Genomic prediction has the potential to contribute to precision medicine. However, to date, the utility of such predictors is limited due to low accuracy for most traits. Here theory and simulation study are used to demonstrate that widespread pleiotropy among phenotypes can be utilised to improve genomic risk prediction. We show how a genetic predictor can be created as a weighted index that combines published genome-wide association study (GWAS) summary statistics across many different traits. We apply this framework to predict risk of schizophrenia and bipolar disorder in the Psychiatric Genomics consortium data, finding substantial heterogeneity in prediction accuracy increases across cohorts. For six additional phenotypes in the UK Biobank data, we find increases in prediction accuracy ranging from 0.7% for height to 47% for type 2 diabetes, when using a multi-trait predictor that combines published summary statistics from multiple traits, as compared to a predictor based only on one trait.

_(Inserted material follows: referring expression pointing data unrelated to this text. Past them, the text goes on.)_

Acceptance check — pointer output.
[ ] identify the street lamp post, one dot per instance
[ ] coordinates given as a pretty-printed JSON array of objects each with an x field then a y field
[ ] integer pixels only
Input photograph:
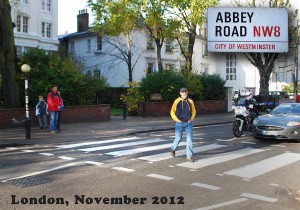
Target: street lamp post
[{"x": 26, "y": 69}]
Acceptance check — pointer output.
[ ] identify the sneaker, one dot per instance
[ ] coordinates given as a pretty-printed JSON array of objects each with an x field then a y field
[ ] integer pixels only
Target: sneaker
[{"x": 173, "y": 154}]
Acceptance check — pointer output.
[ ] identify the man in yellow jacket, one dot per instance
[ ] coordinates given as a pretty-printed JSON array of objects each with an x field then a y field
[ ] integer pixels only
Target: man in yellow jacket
[{"x": 183, "y": 113}]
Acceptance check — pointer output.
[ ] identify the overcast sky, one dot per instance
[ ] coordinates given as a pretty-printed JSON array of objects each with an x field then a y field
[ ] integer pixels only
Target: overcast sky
[{"x": 69, "y": 9}]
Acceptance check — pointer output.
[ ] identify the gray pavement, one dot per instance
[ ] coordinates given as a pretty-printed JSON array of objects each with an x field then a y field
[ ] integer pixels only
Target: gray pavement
[{"x": 117, "y": 126}]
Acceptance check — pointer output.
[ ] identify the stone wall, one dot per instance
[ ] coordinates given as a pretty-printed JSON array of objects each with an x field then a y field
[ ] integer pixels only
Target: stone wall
[
  {"x": 202, "y": 107},
  {"x": 92, "y": 113}
]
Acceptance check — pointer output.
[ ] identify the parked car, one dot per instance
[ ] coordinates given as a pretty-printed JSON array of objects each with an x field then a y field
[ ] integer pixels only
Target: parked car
[
  {"x": 279, "y": 94},
  {"x": 283, "y": 122}
]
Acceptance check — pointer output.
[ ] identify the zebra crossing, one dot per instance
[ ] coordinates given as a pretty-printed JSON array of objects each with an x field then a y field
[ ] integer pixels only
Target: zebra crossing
[{"x": 155, "y": 149}]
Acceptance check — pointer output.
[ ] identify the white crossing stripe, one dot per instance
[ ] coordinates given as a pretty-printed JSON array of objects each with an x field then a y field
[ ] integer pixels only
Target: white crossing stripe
[
  {"x": 121, "y": 145},
  {"x": 221, "y": 158},
  {"x": 140, "y": 150},
  {"x": 124, "y": 169},
  {"x": 165, "y": 156},
  {"x": 160, "y": 177},
  {"x": 68, "y": 146},
  {"x": 259, "y": 197},
  {"x": 228, "y": 203},
  {"x": 264, "y": 166},
  {"x": 211, "y": 187},
  {"x": 66, "y": 158},
  {"x": 46, "y": 154},
  {"x": 94, "y": 163}
]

|Original language||English (US)|
|State||Published - Dec 1 2018|
Bibliographical noteFunding Information:
The University of Queensland group is supported by the Australian Research Council (Discovery Project 160103860 and 160102400), the Australian National Health and Medical Research Council (NHMRC grants 1087889, 1080157, 1048853, 1050218, 1078901, and 1078037) and the National Institute of Health (NIH grants R21ESO25052- 01 and PO1GMO99568). J.Y. is supported by a Charles and Sylvia Viertel Senior Medical Research Fellowship. M.R.R. is supported by the University of Lausanne. We thank all the participants and researchers of the many cohort studies that make this work possible, as well as our colleagues within The University of Queensland’s Program for Complex Trait Genomics and the Queensland Brain Institute IT team for comments and suggestions and technical support. The UK Biobank research was conducted using the UK Biobank Resource under project 12514. Statistical analyses of PGC data were carried out on the Genetic Cluster Computer (http://www.geneticcluster.org) hosted by SURFsara and financially supported by the Netherlands Scientific Organization (NWO 480-05-003) along with a supplement from the Dutch Brain Foundation and the VU University Amsterdam. Numerous (>100) grants from government agencies along with substantial private and foundation support worldwide enabled the collection of phenotype and genotype data, without which this research would not be possible; grant numbers are listed in primary PGC publications. This study makes use of data from dbGaP (Accession Numbers: phs000090.v3.p1, phs000674.v2.p2, phs000021.v2.p1, phs000167.v1.p1 and phs000017.v3.p1). A full list of acknowledgements to these data sets can be found in Supplementary Note 1.
© 2018 The Author(s).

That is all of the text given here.